Embora rodeada de barulho, de luzes, de pessoas, de animação, de tecnologia, encontrava-se verdadeiramente só.
Sentia-se numa encruzilhada negra, com caminhos desconhecido à sua frente, sem bússula, vendada, surda, tendo-se apenas a si própria como companhia.
Todo o barulho do mundo que a rodeava não suplantava o silêncio negro que a consumia por dentro.
Era o nada. O nada total e absoluto, e não o nada do qual tudo brota.
Seca, vazia, ressequida, um invólucro quebradiço, de casca de ovo.
Não sabia para onde se dirigir, tudo era tão denso, tudo era tão escuro, para lado nenhum que olhasse encontrava a mais pequena réstia de luz.

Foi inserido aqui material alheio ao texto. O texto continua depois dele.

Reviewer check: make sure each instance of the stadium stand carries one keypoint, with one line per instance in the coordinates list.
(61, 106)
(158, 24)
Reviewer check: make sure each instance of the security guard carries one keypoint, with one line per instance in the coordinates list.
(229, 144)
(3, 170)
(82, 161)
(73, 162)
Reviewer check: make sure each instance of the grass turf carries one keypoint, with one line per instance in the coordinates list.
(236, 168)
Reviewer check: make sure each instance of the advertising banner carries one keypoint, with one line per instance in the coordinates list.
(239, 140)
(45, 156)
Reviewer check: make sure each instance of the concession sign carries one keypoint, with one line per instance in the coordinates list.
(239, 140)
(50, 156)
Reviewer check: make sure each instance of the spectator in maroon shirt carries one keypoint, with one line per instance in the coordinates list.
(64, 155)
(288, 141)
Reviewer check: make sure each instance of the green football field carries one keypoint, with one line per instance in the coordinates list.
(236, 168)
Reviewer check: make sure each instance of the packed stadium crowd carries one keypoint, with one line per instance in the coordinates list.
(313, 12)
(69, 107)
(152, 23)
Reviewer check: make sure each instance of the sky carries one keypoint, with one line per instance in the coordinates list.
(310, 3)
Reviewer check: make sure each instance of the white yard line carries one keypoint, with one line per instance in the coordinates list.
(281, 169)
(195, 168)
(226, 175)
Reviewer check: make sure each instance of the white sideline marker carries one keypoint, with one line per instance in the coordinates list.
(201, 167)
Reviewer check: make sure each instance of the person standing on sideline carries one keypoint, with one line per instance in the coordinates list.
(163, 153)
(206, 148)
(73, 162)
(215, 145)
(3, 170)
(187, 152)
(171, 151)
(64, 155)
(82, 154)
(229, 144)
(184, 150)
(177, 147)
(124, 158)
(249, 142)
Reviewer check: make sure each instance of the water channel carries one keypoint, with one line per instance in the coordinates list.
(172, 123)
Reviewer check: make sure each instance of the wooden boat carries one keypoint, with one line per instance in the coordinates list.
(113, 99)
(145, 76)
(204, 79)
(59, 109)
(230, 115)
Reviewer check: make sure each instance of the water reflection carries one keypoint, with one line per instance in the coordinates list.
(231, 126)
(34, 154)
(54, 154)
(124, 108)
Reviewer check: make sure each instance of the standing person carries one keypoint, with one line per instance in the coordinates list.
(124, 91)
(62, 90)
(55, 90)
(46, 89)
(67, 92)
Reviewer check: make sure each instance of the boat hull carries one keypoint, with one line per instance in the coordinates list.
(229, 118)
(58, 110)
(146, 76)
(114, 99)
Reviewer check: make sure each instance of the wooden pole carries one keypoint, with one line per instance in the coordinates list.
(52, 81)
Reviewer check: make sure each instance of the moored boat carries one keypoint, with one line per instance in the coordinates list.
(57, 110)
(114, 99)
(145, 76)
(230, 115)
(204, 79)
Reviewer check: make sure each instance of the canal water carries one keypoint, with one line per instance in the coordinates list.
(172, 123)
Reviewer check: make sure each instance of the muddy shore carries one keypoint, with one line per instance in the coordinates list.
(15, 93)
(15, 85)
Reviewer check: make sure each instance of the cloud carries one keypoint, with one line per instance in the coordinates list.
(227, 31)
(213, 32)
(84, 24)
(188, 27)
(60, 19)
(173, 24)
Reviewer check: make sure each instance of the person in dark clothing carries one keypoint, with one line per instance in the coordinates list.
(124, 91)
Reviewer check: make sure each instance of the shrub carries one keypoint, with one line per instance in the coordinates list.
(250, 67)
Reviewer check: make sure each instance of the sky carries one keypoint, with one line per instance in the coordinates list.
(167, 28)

Tinha os olhos vendados, os ouvidos tapados, as mãos cobertas de pesadas luvas que não a deixavam tactear nada.
Solidão...
Apenas ela se acompanhava.
Apenas podia escutar o coração, a única voz que nem o silêncio forçado dos ouvidos poderia alguma vez calar.
Solidão...
Não via, nem sentia, os amigos, a família, os dias, as noites. Nada sentia.
Estava vazia, totalmente vazia, a sua essência há muito que se esfumara na eterna busca de quem era. Já não era ninguém.
Sem ver, sem cheirar, sem sentir, sem ouvir.
Apenas guiada por uma voz interior, que a fazia seguir por trilhos que ninguém mais compreendia, que ninguém mais entendia. Trilhos que a magoavam, que a feriam, que feriam quem a rodeava.
Mas trilhos que ela sabia, sem que alguém lho tivesse dito, porque era surda ao Mundo, que tinha que seguir.
Trilhos que doíam, que cortavam, que dilaceravam, mas que a enforteciam.
Sabia que quando chegasse ao seu final, encontraria a audição perdida, a visão que a abandonara, voltaria a sentir, voltaria a cheirar, voltaria a viver.
Até lá, sofria em silêncio essa solidão que não a abandonava, que a fazia ter medo a cada momento de dar um passo em falso, que a sufocava, que a fazia tremer sem saber por que finos fios caminhava, sempre receosa de cair num abismo do qual sabia ser incapaz de se levantar por não ver, não cheirar, não sentir, não ouvir.
Era a solidão total, completa e absoluta. De que lhe servia todo o Mundo de cenário, se era incapaz de o apreciar?...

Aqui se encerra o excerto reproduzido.